Nelle negoziazioni notturne l’USD ha ampliato le perdite, mettendo fine a un rally notevole partito dopo l’elezione di Trump.
Dopo aver testato quota 100,22 lunedì, l’indice del dollaro è tornato a 99,66 a Tokyo, perché gli investitori non hanno trovato motivazioni per far salire ulteriormente il biglietto verde.
La valuta giapponese ha fatto registrare l’andamento migliore nel comparto G10, salendo dello 0,45% contro l’USD, mentre il cambio USD/JPY scendeva a 107,90.
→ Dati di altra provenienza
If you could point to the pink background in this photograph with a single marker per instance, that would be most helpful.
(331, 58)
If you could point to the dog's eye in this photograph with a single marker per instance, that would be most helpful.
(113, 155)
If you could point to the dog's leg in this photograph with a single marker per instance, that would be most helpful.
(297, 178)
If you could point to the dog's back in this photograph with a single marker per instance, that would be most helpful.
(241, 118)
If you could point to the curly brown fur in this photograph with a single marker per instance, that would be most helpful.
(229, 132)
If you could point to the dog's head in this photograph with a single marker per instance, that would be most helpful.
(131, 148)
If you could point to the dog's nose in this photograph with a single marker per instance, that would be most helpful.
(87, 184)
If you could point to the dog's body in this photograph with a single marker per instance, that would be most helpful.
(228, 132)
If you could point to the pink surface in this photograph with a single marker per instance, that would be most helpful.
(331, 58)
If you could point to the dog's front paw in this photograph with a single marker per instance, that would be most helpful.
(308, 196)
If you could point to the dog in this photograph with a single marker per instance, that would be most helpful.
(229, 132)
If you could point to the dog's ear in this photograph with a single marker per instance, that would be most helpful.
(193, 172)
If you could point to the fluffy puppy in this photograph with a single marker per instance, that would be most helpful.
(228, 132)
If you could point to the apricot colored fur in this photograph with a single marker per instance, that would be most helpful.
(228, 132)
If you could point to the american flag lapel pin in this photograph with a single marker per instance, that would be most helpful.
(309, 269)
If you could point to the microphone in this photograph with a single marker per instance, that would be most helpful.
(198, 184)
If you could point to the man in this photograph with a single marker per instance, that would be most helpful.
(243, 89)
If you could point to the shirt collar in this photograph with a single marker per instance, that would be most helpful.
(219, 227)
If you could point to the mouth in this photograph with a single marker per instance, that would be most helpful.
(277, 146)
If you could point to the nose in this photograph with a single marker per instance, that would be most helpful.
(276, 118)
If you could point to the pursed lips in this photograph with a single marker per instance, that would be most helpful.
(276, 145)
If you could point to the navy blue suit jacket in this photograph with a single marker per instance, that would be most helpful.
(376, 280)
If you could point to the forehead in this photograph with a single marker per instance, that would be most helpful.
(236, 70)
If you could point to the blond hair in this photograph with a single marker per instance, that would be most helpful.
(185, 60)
La coppia di valute sta testando un livello di resistenza chiave che si aggira intorno a 107,50-108 (massimi precedenti). Il consolidamento del dollaro può essere interpretato come una reazione sana visto che, alla fine, il rally del dollaro si è basato soprattutto sulle speculazioni di un aumento dell’inflazione dovuto alla nuova presidenza USA, che costringerebbe la Fed ad accelerare il ritmo del restringimento finanziario.
Tuttavia, non è cambiato nulla e servirà tempo per vedere i primi effetti della politica di Trump.
Anche la moneta unica ha trovato richieste migliori, l’EUR/USD ha recuperato lo 0,35% durante la seduta asiatica.
Oltre alle valute legate alle materie prime, che sono state oggetto di vendite significative, la moneta unica è stata fra le divise che hanno fatto registrare le prestazioni peggiori dalle elezioni presidenziali, perché gli investitori si sono concentrati sulla divergenza, potenzialmente in aumento, fra le politiche monetaria della Fed e della BCE. Il 2017 sarà un anno pericoloso per l’Unione Europea; in vista del prossimo anno, infatti, si moltiplicano i rischi politici (referendum italiano, elezioni politiche in Spagna, elezioni generali e presidenziali in Francia, elezioni politiche in Olanda ed elezioni del parlamento federale in Germania).
Martedì c’è stato un rally dei prezzi del Petrolio Greggio sulla scorta della diffusa debolezza dell’USD.
Stamattina il greggio West Texas Intermediate ha guadagnato il 2,20%, rimbalzando a 44,25 USD al barile dopo essere sceso a 42,40 USD, mentre il barometro internazionale, il Brent, è salito dell’1,75%, a 45,20 USD al barile.
La recente flessione dei prezzi del greggio non è dovuta soltanto alla recente forza del dollaro, ma anche allo sfumare delle aspettative sul prospettato accordo dell’OPEC alla riunione di novembre.
In Asia, stamattina i mercati azionari regionali mostrano un andamento disomogeneo. Il Nikkei giapponese cede un marginale 0,03%, mentre il più ampio indice Topix guadagnava lo 0,21%. L’Hang Seng di Hong Kong ha guadagnato lo 0,59%, il Taiex di Taiwan ha ceduto lo 0,10%. Nella Cina continentale, l’indice CSI 300 è rimasto piatto. Infine, i future sui listini europei puntano a un’apertura in rialzo.
Oggi gli operatori monitoreranno l’INDICE IPP in Danimarca; il rapporto sull’inflazione in Spagna, Svezia e Regno Unito; il PIL in Italia; il sondaggio ZEW in Germania; l’indice dei prezzi all’importazione, l’indice Empire sul manifatturiero e le vendite al dettaglio negli USA.